Videos have been posted across social media of protestors attempting to cancel ballots by destroying them with coloured liquid, ITV News Correspondent Neil Connery reports
Russian voters poured ink into ballot boxes and lit firebombs at polling stations as the first of the country’s three-day presidential election begins – that is all but certain to extend Vladimir Putin’s rule by six more years.
Videos have been posted across social media of protestors attempting to cancel ballots by destroying them with coloured liquid – an apparent nod to the late opposition leader Alexei Navalny, who in 2017 was attacked by an assailant splashing green disinfectant in his face.
The Russian Central Election Commission said people poured ink into ballot boxes in five places, including Moscow.
In the city of St Petersburg, meanwhile, a woman threw a Molotov cocktail onto the roof of a school that houses a polling station, local news media reported.

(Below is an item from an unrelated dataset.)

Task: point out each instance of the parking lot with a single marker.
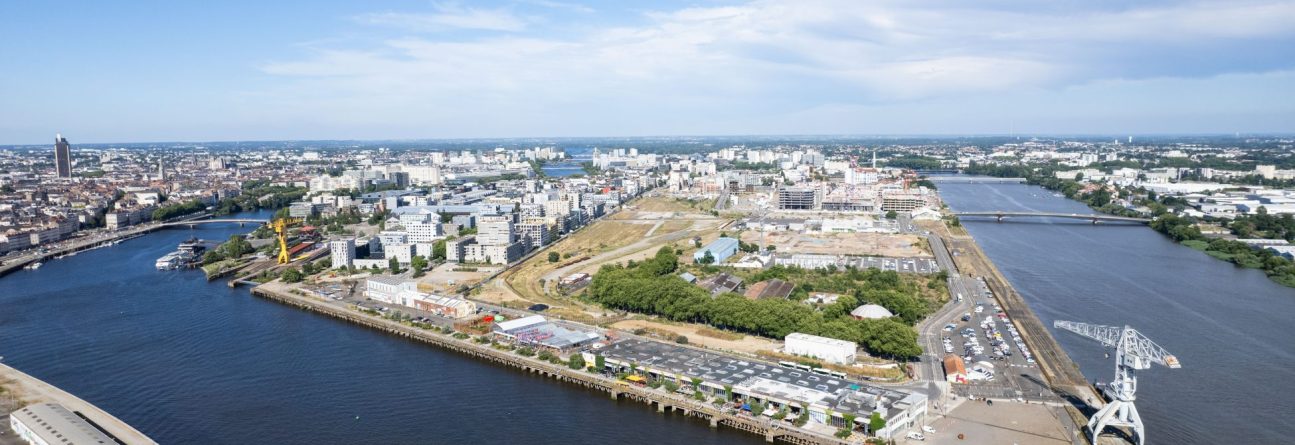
(999, 362)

News sites also reported on the Telegram messaging channel that a woman in Moscow set fire to a voting booth.
The Russian Central Election Commission said people poured green liquid into ballot boxes in five places, including Moscow
Ella Pamfilova, Head of the Russian Central Election Commission, said the demonstrations are “means used by our traitors who fled from the country”.
In Russia, interfering with elections is punishable by up to five years in prison.

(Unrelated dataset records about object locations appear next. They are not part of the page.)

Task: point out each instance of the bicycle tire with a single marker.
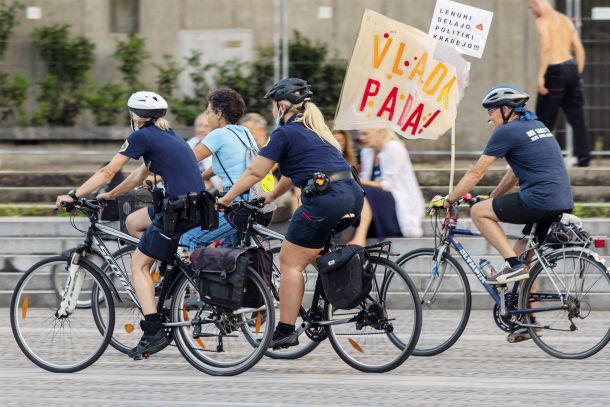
(427, 346)
(196, 355)
(405, 348)
(22, 306)
(549, 339)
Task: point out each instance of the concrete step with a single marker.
(426, 176)
(47, 194)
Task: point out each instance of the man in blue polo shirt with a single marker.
(535, 164)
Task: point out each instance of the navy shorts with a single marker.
(313, 222)
(155, 243)
(510, 208)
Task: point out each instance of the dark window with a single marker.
(125, 16)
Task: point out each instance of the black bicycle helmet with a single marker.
(294, 90)
(502, 95)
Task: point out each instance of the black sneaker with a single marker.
(284, 342)
(522, 334)
(509, 275)
(152, 341)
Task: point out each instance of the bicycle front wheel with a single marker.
(380, 334)
(445, 299)
(216, 340)
(571, 296)
(61, 342)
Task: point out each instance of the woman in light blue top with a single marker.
(226, 143)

The elections are taking place against the backdrop of a ruthless crackdown, which has crippled independent media and prominent rights groups, and given Putin full control of the political system.
Putin, 71, is running for his fifth term virtually unchallenged, with his political opponents either in jail or in exile abroad.
The fiercest of them, Mr Navalny, died in a remote Arctic penal colony last month.
The three other candidates on the ballot are low-profile politicians from token opposition parties that toe the Kremlin’s line.
Voting in Russia comes as Moscow’s war in Ukraine enters its third year. Russia has the advantage on the battlefield, where it is making small, if slow, gains.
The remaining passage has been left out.